Arshia Fatima Haq

The Second Coming of Fatima

November 16 - December 21, 2019

When the land of flowers required blood,
Our throats were the first to be cut
Still, the owners of the garden say,
This land is ours, and not yours.

 

The Koh-i-Noor, or Mountain of Light, is perhaps one of the most storied gems in the world. Originally sourced from the Golconda mines of Andhra Pradesh in the 18th century, the diamond now rests amongst the British Crown Jewels, after passing through several bloodied hands and developing the reputation of bringing ill fate to the men who possessed it. Lore that grew up around its misfortune says that it is meant to be worn only by gods and women. Fifty years after Briish laqyer Cyril Radcliffe’s midnight drawing of an arbitrary line splitting the subcontinent in two – an ill-informed cartographic gesture which resulted in large scale violence, mass rape, a mortality toll of 2 million and the displacement of 14 million – both India and Pakistan continue to request the repatriation of this jewel, amongst other stolen artifacts.

Artist Arshia Haq, whose work considers this moment and the many centuries of violence that led to its manifestation, centers the embodiment of mourning as a way to reconstruct her and her collective relationship to pain, loss, and violence. Women, in particular, were brutally objectified in the pursuit and desire for nationalism upon colonialism; their bodies sacrificed for a precarious future. Haq harnesses the affect of this historical trauma and creates a room for reflection. The result is a haunting installation that speaks to the complexities of the erasure and validation of women. In a room coated the color of the earth lies an arsenal of gilded throats, the jewels which are also the vessels of severed or silenced speech. Sitting on pedestals, the pieces are fragments of the violated body worthy of reverence, an homage to the physical costs of the colonial acquisition and appropriation of women’s jewelry, wealth, and worth in the Indian subcontinent. Acquisition, on an intimate and institutional level, is explored here through the lack of repatriation of collection objects in Western museums and the violation of female intimacy, rites, and rights.

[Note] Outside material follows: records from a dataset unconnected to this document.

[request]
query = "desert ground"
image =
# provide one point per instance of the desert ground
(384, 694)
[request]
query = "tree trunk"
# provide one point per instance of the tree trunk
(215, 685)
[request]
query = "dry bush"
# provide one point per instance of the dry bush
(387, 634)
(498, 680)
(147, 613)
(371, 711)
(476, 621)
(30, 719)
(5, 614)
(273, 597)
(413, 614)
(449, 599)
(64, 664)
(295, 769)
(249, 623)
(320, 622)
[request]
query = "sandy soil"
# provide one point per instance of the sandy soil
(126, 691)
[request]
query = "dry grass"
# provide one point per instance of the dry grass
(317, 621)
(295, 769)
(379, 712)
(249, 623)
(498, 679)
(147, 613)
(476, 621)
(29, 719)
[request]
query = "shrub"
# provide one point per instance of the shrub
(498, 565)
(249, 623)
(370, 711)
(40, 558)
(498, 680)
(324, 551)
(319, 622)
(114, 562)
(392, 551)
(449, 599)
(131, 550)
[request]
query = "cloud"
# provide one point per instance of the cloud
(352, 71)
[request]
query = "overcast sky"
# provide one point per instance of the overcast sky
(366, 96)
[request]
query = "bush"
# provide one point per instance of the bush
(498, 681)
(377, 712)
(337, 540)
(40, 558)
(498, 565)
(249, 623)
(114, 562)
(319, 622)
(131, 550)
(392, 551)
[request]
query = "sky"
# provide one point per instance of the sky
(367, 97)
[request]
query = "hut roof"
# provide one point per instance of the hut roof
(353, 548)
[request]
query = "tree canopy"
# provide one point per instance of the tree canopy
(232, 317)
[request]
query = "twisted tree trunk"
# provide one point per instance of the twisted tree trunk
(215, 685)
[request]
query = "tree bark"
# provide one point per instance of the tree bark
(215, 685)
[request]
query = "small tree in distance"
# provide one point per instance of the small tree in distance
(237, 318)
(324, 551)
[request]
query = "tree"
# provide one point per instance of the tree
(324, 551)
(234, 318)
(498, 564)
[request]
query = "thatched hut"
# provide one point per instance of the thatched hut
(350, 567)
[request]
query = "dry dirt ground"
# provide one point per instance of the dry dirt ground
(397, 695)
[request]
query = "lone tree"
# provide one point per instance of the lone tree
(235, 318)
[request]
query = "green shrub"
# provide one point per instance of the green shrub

A sound piece entitled, The Second Coming of Fatima, made in collaboration with artist Nour Mobarak, merges a sonic rendition of the above Urdu poem with field sounds, from bird songs of the Deccan plateau to news broadcasts as well as more guttural evocations. Fatima, the only daughter of the prophet Muhammad, is an iconic figure in the Muslim female pantheon. Haq’s installation pays homage to historical, religious, and mythical female characters, through which she gives form to the amorphous and nebulous process of mourning. Loss erupts from within the earthen soil, and grieving those sacrificed becomes a release, a cathartic rupture that yearns to heal.


Arshia Fatima Haq (born in Hyderabad, India, based in Los Angeles, CA) works across film, visual art, performance and sound. She is interested in counter-archives, speculative documentaries, and the blurred lines between fact and fiction, and is currently exploring themes of embodiment and mysticism, particularly within the Islamic Sufi context. Her body of work stems from the complexities of inhabiting multiple personas – woman, Muslim, immigrant, citizen – and is conceptualized in feminist modes outside of the Western model. Narrative threads include migration, celebration, warfare, nostalgia, homeland, and borders, often within realms of Islamic influence, through both traditional forms and kaleidoscopic reinventions via pop culture. She is the founder of Discostan, a collaborative decolonial project working with cultural production from the SWANA (South and West Asia and North Africa) region.

Haq's work has been featured at Museum of Contemporary Art Tucson, the Station Museum of Contemporary Art, Broad Museum, LACE, Toronto International Film Festival, MOMA New York, Hammer Museum, LAXArt, Centre Georges Pompidou, and the Pacific Film Archive. Currently, she hosts and produces monthly radio shows on Dublab and NTS, and recently released an album of field recordings from Pakistan on the Sublime Frequencies label. She received her MFA in Film and Video from California Institute of the Arts in 2005, and is a recipient of the California Community Foundation Visual Artist Fellowship, the Rema Hort Mann Emerging Artist Grant, and the Onassis AIR Fellowship.

The Second Coming of Fatima, 2019. Gypsum, gold leaf, velvet, powdered mica, dirt.